Coronary artery disease (CAD) is emerging as the biggest killer of the 21st century. A number of theories have been postulated to explain the aetiology of atherosclerosis. The present study attempts to elucidate the interaction, if any, between inflammation, oxidative stress and dyslipidaemia in CAD.


A total of 753 patients undergoing angiography were evaluated and 476 were included in the study. The parameters studied included complete lipid profile, and apolipoprotein B, ferritin and nitric oxide (NO) levels. Statistical analysis was carried out to determine the interrelationship between these parameters and the best predictor of CAD risk. Cut-off points were determined from the receiver operating characteristics curves, and the specificity, sensitivity, positive predictive value, negative predictive value, odds ratio and confidence intervals were calculated.

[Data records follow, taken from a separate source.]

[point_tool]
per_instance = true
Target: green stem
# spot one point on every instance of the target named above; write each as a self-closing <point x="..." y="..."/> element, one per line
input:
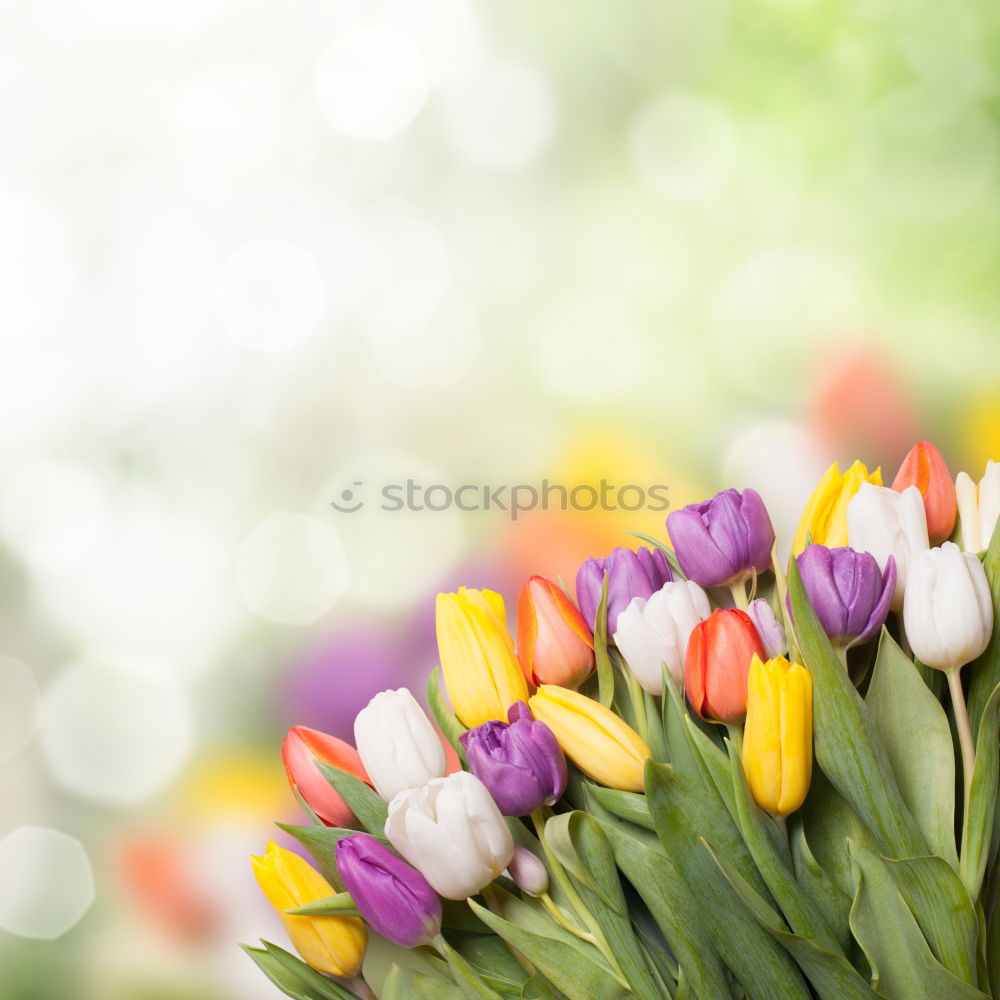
<point x="565" y="883"/>
<point x="964" y="730"/>
<point x="563" y="921"/>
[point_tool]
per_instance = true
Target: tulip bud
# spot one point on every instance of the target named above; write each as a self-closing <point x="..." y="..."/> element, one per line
<point x="593" y="737"/>
<point x="769" y="628"/>
<point x="722" y="541"/>
<point x="715" y="670"/>
<point x="948" y="614"/>
<point x="528" y="873"/>
<point x="849" y="593"/>
<point x="886" y="523"/>
<point x="777" y="738"/>
<point x="452" y="832"/>
<point x="824" y="520"/>
<point x="978" y="507"/>
<point x="481" y="671"/>
<point x="630" y="574"/>
<point x="333" y="945"/>
<point x="300" y="751"/>
<point x="554" y="643"/>
<point x="651" y="633"/>
<point x="398" y="745"/>
<point x="395" y="899"/>
<point x="521" y="764"/>
<point x="925" y="468"/>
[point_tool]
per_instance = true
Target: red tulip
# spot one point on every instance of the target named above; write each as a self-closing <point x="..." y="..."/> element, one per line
<point x="554" y="644"/>
<point x="717" y="663"/>
<point x="925" y="468"/>
<point x="300" y="751"/>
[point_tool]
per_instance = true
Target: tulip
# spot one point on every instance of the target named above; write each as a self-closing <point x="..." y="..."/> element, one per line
<point x="481" y="671"/>
<point x="978" y="507"/>
<point x="521" y="764"/>
<point x="301" y="750"/>
<point x="651" y="633"/>
<point x="886" y="523"/>
<point x="452" y="832"/>
<point x="769" y="628"/>
<point x="398" y="745"/>
<point x="528" y="873"/>
<point x="824" y="520"/>
<point x="715" y="670"/>
<point x="395" y="899"/>
<point x="333" y="945"/>
<point x="777" y="738"/>
<point x="630" y="574"/>
<point x="925" y="468"/>
<point x="722" y="541"/>
<point x="948" y="614"/>
<point x="593" y="737"/>
<point x="849" y="593"/>
<point x="554" y="644"/>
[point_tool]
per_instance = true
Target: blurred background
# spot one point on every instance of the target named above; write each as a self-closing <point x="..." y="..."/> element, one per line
<point x="253" y="256"/>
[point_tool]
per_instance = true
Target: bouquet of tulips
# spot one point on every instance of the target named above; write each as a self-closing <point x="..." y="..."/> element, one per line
<point x="713" y="775"/>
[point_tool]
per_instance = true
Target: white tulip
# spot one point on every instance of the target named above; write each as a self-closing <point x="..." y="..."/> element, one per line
<point x="948" y="612"/>
<point x="398" y="745"/>
<point x="651" y="633"/>
<point x="452" y="832"/>
<point x="979" y="507"/>
<point x="886" y="523"/>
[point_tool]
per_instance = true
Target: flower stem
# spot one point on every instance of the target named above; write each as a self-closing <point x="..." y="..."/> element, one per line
<point x="964" y="729"/>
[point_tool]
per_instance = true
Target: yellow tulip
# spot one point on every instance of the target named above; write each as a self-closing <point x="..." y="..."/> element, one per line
<point x="825" y="515"/>
<point x="481" y="670"/>
<point x="593" y="737"/>
<point x="334" y="945"/>
<point x="777" y="738"/>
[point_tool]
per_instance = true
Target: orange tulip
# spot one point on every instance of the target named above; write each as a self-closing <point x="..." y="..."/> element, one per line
<point x="925" y="468"/>
<point x="554" y="644"/>
<point x="300" y="751"/>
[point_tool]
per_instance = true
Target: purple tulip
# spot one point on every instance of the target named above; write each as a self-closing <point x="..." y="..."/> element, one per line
<point x="722" y="541"/>
<point x="395" y="899"/>
<point x="771" y="631"/>
<point x="630" y="574"/>
<point x="849" y="593"/>
<point x="521" y="764"/>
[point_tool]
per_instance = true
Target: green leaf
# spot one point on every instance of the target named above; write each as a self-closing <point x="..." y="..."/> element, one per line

The levels of the parameters studied increased with the stenotic state and a positive correlation was observed between ferritin, NO and apolipoprotein B. NO emerged as the most reliable predictor of CAD, with an area under the curve of 0.992 and sensitivity and specificity of 97 and 98%, respectively.


Environmental and genetic risk factors for CAD interact in a highly complex manner to initiate the atherosclerotic process. These risk factors should be considered mutually inclusive, not exclusive when devising pharmacological interventions, as multi-factorial risk management is the cornerstone of CAD management.